Disambiguation¶
CongoCC generates a deterministic recursive-descent parser. At each choice
point — a | alternation, an optional [ … ], or a loop ( … )* /
( … )+ — the parser must decide what to do by looking at upcoming
input. By default, it decides using the next single token. When one
token is not enough to tell the alternatives apart, you can give the parser license to
lookahead. This chapter describes the choice-point model and the constructs
that control lookahead, along with the related ASSERT / ENSURE and
FAIL features.
Choice points and the first-token rule¶
By default the parser chooses an alternative by checking whether the next token can begin it — formally, whether the token is in that alternative’s first set.
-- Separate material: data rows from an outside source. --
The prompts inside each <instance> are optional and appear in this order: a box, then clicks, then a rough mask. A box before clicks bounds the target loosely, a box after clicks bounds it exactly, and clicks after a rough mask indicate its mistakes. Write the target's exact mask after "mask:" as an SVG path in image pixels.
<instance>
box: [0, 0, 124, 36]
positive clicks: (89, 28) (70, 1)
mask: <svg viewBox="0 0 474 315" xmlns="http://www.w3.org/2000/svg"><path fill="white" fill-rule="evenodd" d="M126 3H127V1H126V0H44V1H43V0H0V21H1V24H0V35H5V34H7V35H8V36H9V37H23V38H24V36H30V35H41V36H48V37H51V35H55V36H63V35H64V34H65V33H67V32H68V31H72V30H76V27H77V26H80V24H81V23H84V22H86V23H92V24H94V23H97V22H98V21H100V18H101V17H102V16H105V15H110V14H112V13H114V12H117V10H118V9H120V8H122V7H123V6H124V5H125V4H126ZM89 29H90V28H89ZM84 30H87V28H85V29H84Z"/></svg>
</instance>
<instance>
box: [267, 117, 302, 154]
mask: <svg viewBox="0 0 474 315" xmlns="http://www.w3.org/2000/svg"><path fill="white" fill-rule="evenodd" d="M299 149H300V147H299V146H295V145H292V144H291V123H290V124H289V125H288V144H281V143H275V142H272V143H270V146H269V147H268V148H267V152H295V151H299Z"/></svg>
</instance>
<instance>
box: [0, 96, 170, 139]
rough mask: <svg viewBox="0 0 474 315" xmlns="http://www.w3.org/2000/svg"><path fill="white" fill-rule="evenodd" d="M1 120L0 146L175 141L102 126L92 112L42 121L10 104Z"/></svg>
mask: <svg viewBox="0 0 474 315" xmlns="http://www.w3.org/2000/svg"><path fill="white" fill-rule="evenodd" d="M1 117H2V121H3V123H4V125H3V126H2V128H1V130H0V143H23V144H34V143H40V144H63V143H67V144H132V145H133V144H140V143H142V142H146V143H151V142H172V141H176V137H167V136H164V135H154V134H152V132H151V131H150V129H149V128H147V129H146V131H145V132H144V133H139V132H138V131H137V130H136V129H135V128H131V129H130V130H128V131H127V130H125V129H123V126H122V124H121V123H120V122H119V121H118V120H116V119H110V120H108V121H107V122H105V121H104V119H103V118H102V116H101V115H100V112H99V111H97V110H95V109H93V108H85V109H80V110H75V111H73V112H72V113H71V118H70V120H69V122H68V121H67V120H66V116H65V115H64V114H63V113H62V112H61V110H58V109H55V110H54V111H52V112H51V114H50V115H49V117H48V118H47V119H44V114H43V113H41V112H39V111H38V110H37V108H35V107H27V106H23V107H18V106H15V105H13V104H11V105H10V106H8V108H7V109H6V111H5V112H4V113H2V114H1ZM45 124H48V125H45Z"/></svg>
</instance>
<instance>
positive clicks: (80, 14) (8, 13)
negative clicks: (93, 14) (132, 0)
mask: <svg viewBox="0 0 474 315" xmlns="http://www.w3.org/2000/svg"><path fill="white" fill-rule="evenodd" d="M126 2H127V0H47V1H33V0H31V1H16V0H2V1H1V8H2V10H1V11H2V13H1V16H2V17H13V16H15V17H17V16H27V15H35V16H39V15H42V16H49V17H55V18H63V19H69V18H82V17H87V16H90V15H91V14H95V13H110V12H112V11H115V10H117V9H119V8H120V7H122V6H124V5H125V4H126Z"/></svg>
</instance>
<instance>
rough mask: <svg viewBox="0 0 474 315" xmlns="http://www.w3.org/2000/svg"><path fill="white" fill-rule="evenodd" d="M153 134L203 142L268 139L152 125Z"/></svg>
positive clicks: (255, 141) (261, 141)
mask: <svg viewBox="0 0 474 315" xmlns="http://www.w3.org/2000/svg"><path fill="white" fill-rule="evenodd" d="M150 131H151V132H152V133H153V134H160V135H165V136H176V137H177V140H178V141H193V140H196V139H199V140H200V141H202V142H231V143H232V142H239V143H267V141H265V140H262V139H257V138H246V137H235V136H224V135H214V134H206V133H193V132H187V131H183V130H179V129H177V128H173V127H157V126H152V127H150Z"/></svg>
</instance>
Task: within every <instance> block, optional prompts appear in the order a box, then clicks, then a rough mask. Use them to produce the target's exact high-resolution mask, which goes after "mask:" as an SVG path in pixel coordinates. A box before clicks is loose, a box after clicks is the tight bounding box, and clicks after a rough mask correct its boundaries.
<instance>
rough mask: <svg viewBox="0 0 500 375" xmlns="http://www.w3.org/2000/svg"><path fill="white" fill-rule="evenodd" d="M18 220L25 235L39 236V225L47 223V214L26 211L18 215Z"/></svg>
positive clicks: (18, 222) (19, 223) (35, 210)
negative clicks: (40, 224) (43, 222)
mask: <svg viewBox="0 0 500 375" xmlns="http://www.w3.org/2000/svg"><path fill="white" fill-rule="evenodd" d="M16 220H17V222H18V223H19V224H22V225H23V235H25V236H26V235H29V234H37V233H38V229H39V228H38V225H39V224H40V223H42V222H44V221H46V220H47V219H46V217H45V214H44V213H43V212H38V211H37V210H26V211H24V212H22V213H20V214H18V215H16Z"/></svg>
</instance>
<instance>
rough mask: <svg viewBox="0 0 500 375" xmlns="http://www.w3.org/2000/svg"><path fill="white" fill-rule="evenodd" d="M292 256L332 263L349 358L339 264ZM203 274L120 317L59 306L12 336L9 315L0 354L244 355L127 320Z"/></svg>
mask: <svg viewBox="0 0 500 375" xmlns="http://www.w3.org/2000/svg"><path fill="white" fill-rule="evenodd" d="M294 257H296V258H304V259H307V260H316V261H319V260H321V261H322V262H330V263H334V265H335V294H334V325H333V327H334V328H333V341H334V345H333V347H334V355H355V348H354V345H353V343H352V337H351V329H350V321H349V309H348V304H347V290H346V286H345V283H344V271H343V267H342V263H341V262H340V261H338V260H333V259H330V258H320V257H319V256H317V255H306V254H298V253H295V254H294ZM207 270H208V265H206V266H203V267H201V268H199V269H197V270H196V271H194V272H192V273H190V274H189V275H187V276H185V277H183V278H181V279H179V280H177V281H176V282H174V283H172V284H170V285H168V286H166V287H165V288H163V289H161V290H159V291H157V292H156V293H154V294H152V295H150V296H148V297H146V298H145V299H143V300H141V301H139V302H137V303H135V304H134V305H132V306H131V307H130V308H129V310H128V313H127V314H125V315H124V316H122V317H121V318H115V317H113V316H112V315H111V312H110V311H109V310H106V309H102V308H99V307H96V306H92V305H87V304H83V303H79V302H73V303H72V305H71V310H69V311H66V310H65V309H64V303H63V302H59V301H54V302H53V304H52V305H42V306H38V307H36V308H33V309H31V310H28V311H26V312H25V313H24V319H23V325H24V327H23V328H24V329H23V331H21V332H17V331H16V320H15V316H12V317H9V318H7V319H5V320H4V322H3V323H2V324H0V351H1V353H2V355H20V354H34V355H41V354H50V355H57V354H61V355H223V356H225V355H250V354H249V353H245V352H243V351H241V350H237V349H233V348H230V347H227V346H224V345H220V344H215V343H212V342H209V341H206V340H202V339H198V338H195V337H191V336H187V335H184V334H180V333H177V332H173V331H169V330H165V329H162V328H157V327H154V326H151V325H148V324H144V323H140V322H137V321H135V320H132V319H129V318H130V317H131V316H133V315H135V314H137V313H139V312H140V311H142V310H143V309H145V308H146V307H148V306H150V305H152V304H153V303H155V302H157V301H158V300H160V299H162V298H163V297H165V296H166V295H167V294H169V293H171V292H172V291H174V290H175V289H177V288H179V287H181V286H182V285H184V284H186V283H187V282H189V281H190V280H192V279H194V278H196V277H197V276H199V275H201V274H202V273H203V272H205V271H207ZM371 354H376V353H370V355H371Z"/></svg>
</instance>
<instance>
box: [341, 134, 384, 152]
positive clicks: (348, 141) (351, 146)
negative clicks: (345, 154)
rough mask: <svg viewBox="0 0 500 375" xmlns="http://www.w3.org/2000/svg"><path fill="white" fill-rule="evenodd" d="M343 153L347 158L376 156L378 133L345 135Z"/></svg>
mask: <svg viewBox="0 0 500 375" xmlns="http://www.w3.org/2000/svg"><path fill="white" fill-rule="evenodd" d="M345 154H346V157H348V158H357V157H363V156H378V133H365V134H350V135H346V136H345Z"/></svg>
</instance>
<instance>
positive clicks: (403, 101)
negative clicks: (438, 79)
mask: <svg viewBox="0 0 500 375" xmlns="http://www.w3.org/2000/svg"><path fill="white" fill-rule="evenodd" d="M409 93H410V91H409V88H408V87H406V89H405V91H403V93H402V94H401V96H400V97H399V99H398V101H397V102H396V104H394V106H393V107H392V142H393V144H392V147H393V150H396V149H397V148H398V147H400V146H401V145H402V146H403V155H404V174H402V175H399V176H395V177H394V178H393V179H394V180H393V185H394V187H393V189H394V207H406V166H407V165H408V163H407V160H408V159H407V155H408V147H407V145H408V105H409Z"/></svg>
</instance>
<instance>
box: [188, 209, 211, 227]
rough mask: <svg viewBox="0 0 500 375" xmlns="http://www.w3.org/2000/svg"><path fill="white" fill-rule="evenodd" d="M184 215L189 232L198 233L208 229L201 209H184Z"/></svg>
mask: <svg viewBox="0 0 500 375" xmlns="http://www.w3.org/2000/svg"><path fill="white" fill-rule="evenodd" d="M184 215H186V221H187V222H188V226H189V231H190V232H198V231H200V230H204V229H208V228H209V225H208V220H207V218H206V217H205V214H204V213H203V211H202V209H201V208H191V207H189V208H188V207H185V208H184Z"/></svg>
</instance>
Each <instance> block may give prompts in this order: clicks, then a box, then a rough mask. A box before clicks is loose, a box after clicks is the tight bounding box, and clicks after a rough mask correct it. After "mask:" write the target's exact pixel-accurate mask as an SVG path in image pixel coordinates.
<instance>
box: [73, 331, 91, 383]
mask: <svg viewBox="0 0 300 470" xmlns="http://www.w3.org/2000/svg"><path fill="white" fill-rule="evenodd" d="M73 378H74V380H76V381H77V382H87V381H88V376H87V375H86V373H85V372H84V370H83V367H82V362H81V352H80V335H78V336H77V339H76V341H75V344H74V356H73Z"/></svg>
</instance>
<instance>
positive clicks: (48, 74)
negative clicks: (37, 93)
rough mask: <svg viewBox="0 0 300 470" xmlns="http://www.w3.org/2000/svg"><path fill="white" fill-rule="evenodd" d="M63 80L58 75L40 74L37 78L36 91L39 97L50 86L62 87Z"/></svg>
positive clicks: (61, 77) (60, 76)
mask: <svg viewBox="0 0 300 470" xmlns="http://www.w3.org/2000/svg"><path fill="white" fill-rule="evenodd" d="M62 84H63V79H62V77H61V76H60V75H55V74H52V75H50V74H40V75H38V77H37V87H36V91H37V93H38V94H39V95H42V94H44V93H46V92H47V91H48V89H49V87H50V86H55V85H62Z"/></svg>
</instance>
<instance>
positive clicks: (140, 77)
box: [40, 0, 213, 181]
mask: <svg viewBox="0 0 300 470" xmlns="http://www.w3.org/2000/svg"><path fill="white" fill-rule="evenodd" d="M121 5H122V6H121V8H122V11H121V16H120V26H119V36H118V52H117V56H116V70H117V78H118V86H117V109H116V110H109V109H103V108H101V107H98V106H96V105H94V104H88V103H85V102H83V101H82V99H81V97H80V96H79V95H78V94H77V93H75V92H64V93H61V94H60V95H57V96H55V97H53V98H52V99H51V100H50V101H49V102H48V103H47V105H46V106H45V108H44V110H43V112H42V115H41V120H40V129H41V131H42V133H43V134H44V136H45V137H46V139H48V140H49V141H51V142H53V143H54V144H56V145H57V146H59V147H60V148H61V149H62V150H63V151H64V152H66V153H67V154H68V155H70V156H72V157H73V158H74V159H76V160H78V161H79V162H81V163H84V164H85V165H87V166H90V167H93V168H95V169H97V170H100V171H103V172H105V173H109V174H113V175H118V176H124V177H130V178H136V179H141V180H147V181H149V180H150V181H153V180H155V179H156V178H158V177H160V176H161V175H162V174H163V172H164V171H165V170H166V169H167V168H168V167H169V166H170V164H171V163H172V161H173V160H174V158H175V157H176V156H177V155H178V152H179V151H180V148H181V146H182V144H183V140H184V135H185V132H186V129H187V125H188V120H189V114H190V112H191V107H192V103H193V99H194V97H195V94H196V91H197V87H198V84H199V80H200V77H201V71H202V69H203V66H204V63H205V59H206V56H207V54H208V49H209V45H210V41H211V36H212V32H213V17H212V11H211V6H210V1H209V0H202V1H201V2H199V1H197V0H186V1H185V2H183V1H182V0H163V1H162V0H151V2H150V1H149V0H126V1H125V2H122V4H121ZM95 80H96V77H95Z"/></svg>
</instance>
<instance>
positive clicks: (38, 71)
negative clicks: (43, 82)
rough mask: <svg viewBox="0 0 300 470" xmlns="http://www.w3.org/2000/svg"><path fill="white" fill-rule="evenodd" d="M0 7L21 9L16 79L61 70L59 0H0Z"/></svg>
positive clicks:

This is fast and, for most of a typical grammar, entirely sufficient.
It breaks down when two alternatives can begin with the same token. Consider a
loop that chooses between a declaration (x : y) and a bare reference
(x), both of which start with an identifier:
Entry : ( Declaration | Reference )+ <EOF> ;
Declaration : <ID> <COLON> <ID> ;
Reference : <ID> ;
Generating this grammar produces a warning, because the parser will always
commit to Declaration on seeing an <ID> and can never reach
Reference:
Warning: Entry.ccc:5:25:Expansion is unreachable.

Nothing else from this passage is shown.